Beitrag von Nilka » 05.11.2019, 09:55


Der Aufstand der Gutsituierten


Die neue grüne Welle ist trotz ihrer sozialpolitischen Gerechtigkeitsrhetorik ausgesprochen elitär. Das ist nicht verwunderlich. Nur wer sich keine existenziellen Sorgen machen muss, kann – wie die Grünen es tun – ernsthaft ein Ende des Wirtschaftswachstums herbeiwünschen.

Wieso kommt die Säulenheilige der Klimajugend eigentlich aus Schweden und nicht – zum Beispiel – aus Bangladesh? Wieso klagt ausgerechnet ein wohlbehütetes Mädchen aus einem Land des Wohlstandes und der Globalisierungsgewinner vor versammeltem Weltpublikum, man habe ihm die Kindheit geraubt? Hätte die gleichaltrige Textilarbeiterin aus dem armen Süden nicht mehr Grund dazu? Allein, sie hat für solche Auftritte wohl weder die Möglichkeit noch die Zeit noch hinreichende Unterstützung aus ihrem Umfeld. Wieso sind die Fridays-for-Future-Demonstrationen selbst in der Wahrnehmung vieler Jugendlicher ein «Kanti-Ding», also eine Bewegung der heranwachsenden akademischen Elite? Und wieso besteht die neue grüne Nationalratsdelegation überwiegend aus Akademikern, wobei insbesondere die Sozial- und Geisteswissenschaften auffallend gut vertreten sind?

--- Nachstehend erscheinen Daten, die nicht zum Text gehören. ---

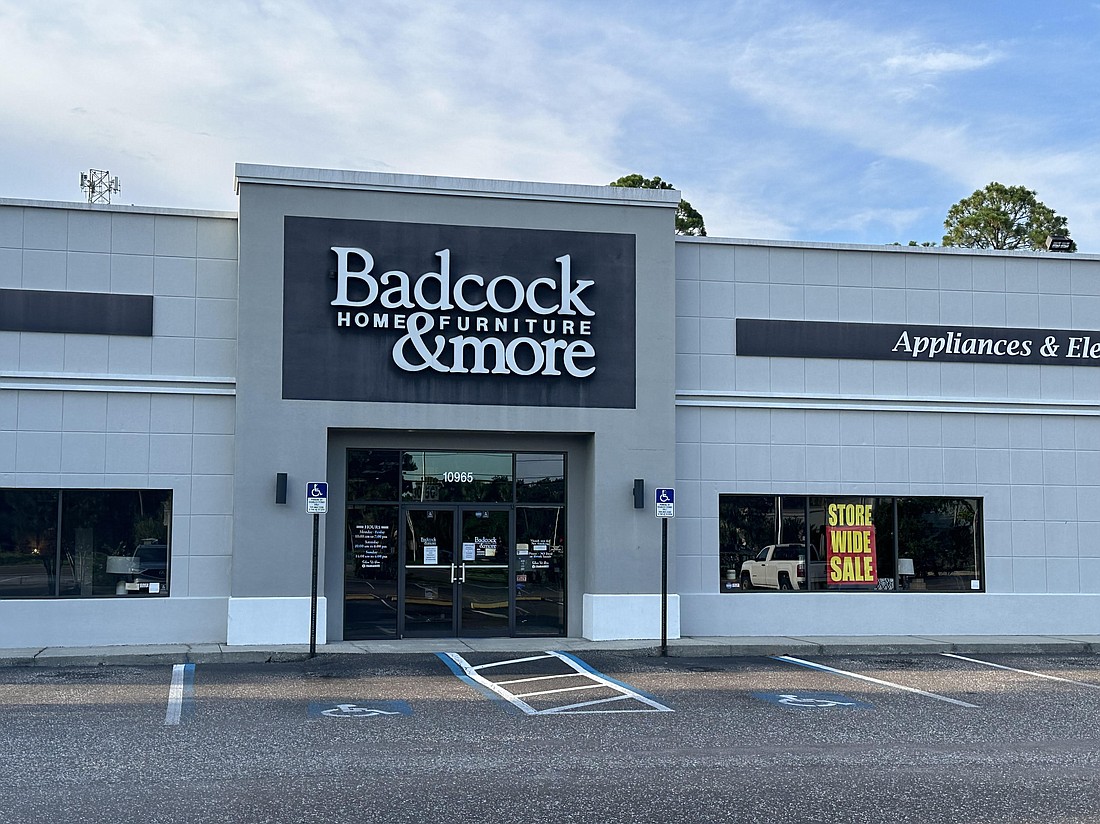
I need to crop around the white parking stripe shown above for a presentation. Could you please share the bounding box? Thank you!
[776,656,978,710]
[516,684,606,699]
[164,663,187,726]
[939,652,1100,690]
[496,672,576,684]
[439,651,672,715]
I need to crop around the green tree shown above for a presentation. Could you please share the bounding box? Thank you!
[609,174,706,238]
[944,182,1077,252]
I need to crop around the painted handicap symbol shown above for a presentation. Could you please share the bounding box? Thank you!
[779,695,856,707]
[321,704,402,718]
[309,699,413,718]
[752,692,872,710]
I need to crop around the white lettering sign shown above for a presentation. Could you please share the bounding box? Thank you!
[331,246,596,378]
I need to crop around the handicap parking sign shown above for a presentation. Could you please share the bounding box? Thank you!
[306,481,329,515]
[653,486,677,518]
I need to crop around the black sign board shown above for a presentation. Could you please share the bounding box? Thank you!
[736,318,1100,366]
[0,289,153,330]
[283,217,636,408]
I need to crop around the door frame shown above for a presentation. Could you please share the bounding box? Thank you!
[397,502,516,638]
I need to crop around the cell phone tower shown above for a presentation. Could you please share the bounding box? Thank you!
[80,168,122,204]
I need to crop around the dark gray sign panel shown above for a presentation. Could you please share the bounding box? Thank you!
[283,217,636,408]
[736,318,1100,366]
[0,289,153,338]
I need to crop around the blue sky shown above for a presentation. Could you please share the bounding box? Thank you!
[0,0,1100,253]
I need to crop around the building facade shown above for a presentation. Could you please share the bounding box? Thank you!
[0,165,1100,647]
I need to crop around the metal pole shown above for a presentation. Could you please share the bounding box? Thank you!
[661,518,669,658]
[309,513,321,658]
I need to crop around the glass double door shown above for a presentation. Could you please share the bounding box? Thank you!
[397,505,514,637]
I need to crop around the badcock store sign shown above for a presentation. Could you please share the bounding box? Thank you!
[283,217,636,408]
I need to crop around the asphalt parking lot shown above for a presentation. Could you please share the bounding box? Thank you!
[0,650,1100,823]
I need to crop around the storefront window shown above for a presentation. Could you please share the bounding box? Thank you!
[402,452,512,504]
[348,449,402,501]
[516,452,565,504]
[718,495,983,593]
[0,490,172,598]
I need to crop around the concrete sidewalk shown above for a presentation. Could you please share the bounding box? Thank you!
[0,635,1100,667]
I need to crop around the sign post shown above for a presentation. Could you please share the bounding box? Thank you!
[653,486,677,658]
[306,481,329,658]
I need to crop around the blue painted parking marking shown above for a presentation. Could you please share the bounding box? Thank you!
[309,699,413,718]
[772,656,978,710]
[752,692,873,710]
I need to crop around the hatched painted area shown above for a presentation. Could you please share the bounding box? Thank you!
[438,651,672,715]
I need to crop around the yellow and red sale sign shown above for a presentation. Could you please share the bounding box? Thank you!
[825,504,879,586]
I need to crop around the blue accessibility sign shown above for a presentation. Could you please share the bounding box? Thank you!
[306,481,329,515]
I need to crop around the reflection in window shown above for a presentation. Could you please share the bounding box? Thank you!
[0,490,172,598]
[348,449,403,501]
[516,452,565,504]
[718,495,983,593]
[402,452,512,504]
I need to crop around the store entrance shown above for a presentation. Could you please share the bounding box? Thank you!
[343,449,567,640]
[398,506,513,638]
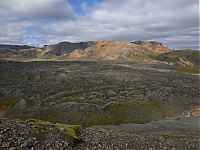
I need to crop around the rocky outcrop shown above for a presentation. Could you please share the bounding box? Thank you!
[0,44,42,58]
[133,41,172,54]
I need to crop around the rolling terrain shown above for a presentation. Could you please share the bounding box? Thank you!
[0,61,199,126]
[0,40,200,150]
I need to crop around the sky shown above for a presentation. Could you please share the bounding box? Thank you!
[0,0,200,49]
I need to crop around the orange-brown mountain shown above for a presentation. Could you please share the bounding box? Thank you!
[39,40,172,60]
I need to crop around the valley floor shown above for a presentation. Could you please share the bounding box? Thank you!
[0,118,200,150]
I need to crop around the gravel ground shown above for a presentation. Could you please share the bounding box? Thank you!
[0,118,200,150]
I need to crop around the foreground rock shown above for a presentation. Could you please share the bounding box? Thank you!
[0,118,200,150]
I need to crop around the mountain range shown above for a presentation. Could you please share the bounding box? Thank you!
[0,40,199,68]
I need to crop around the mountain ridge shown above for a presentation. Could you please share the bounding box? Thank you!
[0,40,172,60]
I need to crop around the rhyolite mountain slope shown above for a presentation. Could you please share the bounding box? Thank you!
[0,40,172,61]
[40,40,171,60]
[0,44,42,58]
[0,60,200,126]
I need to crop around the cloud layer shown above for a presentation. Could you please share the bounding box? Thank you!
[0,0,199,49]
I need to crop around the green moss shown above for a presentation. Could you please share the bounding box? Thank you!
[0,97,18,109]
[175,67,200,74]
[30,119,81,142]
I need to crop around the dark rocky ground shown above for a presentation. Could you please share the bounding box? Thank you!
[0,61,200,126]
[0,61,200,150]
[0,118,200,150]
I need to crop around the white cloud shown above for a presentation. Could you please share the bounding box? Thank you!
[0,0,199,48]
[0,0,75,19]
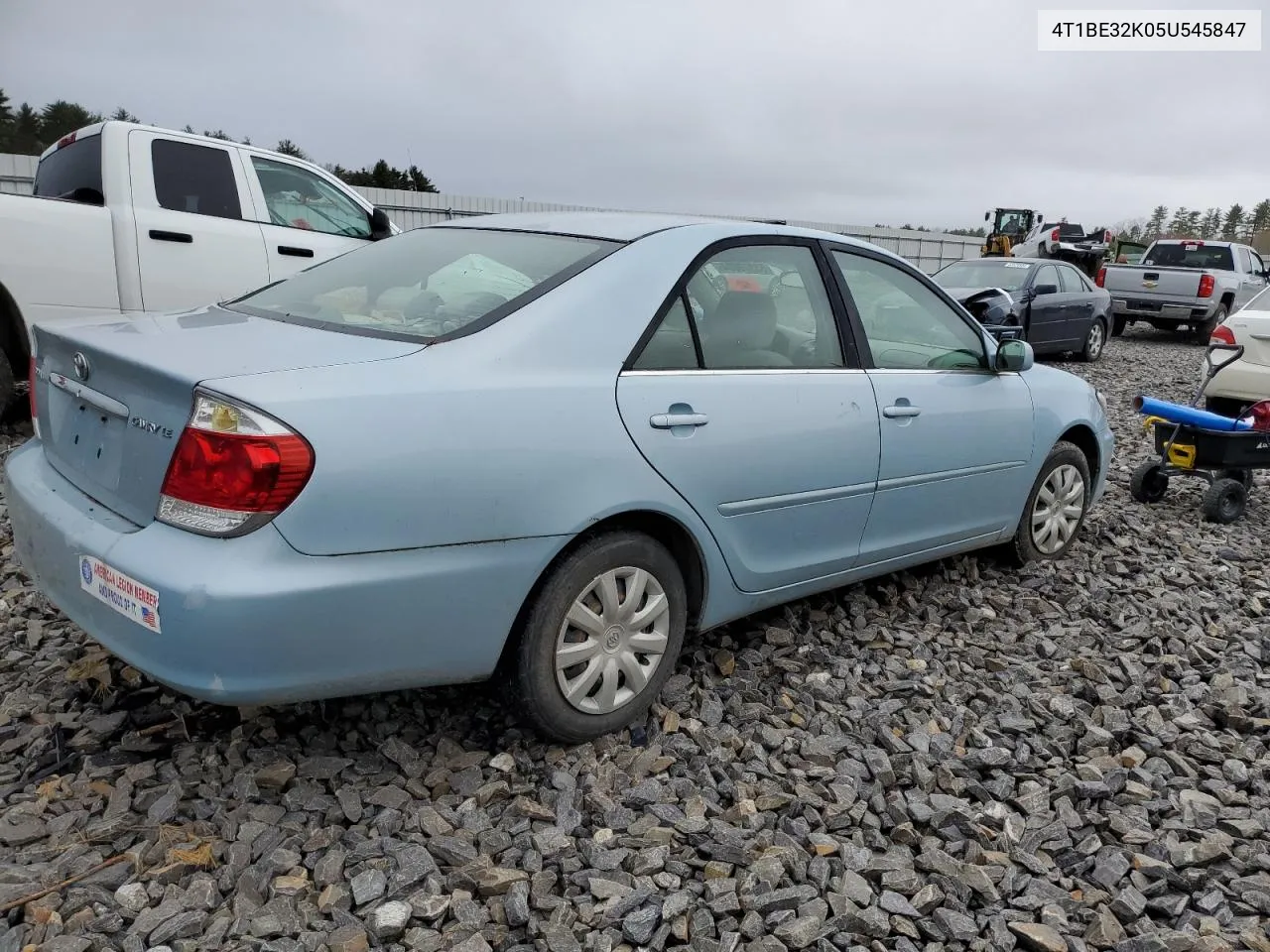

Alle diese Fragen lassen nur eine Antwort zu: Bei der grünen Welle handelt es sich um ein Wohlstandsphänomen reinsten Wassers. Sie ist ein Aufstand der Gutsituierten. Nur wer die Gewissheit hat, die süssen Früchte des Wohlstands täglich von Neuem zu kosten, kann angesichts von wirtschaftlichen Stagnationsphantasien ernsthaft ins Schwärmen kommen.
[...]
Eines zeichnet sich aber schon heute ab: Verzichtsappelle und Aufrufe zur ökologischen Selbstkasteiung erzielen kaum spürbare Effekte – weder aufs Weltklima noch auf das Verhalten der Menschen. Der Sommer der Klimaschüler war auch der Sommer der Rekordzahlen am Flughafen, und zwar just zu Beginn der Schulferien und dann noch einmal pünktlich zu Beginn der Herbstferien.

Wer die Umweltpolitik zur reinen Kapitalismuskritik umdeutet, liegt nicht nur deswegen falsch. Das Wachstum ist trotz seinen fraglos problematischen Seiten auch ein unerlässlicher Treiber des technologischen Fortschritts und damit auch ein Förderer von Umweltanliegen. Mit Panik vor dem Fegefeuer, wie sie Greta Thunberg uns wünscht, lassen sich zwar Menschen trefflich manipulieren. Gute Lösungen für ein Problem findet man aber auf andere Weise.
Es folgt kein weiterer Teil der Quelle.